[XML-SIG] How to leave character entities alone

Kevin Russell krussll@cc.UManitoba.CA
Thu, 5 Apr 2001 17:26:12 -0500 (CDT)


I'm using the DOM from PyXML 0.6.5 to manipulate documents with the Text
Encoding Initiative DTD (teixlite.dtd).  But all of the character
entities, like – and ;, vanish into thin air when read into a
DOM object.
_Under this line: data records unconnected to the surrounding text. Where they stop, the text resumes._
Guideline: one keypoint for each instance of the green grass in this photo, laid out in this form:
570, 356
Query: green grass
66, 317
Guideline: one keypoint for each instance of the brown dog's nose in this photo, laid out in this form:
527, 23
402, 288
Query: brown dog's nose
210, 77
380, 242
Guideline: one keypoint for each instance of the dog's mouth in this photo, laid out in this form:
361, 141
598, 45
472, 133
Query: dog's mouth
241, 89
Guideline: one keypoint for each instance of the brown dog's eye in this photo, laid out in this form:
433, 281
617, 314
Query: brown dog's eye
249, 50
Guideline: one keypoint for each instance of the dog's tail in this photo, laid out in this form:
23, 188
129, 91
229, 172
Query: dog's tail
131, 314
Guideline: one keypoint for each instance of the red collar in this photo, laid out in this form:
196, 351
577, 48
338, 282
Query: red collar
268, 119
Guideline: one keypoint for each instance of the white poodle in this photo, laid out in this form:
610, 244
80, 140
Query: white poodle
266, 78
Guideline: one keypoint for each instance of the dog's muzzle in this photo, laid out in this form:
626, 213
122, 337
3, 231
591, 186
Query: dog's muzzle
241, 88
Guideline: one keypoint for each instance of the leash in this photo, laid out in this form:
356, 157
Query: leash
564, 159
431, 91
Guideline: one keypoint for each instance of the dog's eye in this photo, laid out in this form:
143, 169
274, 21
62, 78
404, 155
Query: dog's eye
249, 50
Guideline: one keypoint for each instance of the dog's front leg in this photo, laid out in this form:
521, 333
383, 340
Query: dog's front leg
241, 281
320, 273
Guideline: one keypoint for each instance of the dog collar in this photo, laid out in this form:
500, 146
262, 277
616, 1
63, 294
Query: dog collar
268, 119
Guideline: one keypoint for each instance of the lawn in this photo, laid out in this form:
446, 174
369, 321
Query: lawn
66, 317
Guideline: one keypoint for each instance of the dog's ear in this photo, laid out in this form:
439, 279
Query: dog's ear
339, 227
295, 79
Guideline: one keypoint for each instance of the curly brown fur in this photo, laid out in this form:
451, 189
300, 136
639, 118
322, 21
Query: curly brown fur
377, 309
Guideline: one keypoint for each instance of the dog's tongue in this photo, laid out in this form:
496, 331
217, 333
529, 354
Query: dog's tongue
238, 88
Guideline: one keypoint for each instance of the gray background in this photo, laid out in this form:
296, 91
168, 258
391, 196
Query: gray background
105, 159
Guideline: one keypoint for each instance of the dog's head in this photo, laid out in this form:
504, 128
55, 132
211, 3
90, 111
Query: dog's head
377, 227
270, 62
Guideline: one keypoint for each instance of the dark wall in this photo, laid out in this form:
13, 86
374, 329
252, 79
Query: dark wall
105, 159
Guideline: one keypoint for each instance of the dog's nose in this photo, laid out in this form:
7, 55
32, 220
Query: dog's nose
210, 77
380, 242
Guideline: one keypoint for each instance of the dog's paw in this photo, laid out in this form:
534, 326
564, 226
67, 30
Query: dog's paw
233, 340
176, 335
I've tried with minidom and 4DOM; I've tried with validation
under 4DOM (where it gags on the DTD itself, which will probably be the
subject of my next frantic query) and without; I've tried all the standard
readers (please tell me I don't have to build my own).  I'm obviously
thrashing around clueless.

So, using any combination of stuff in PyXML, how can I achieve *any* of
the following (in decreasing order of niceness for me):

- leave all character entity references unexpanded, sitting in the tree as
  well-behaved little EntityReference objects.

- expand them into raw text if necessary, but trick the Printer into
  turning them back into –, ;, etc., when it's time to output
  the mangled DOM back into XML.

- expand them into raw text and leave them that way.  Indeed, anything
  short of having them vanish into thin air would be tolerable.

Sorry for such a braindead question, but several wee-hours of squinting at
documentation and source-code have left me unable to see the answer that's
undoubtedly sitting out there in plain sight.

-- Kevin Russell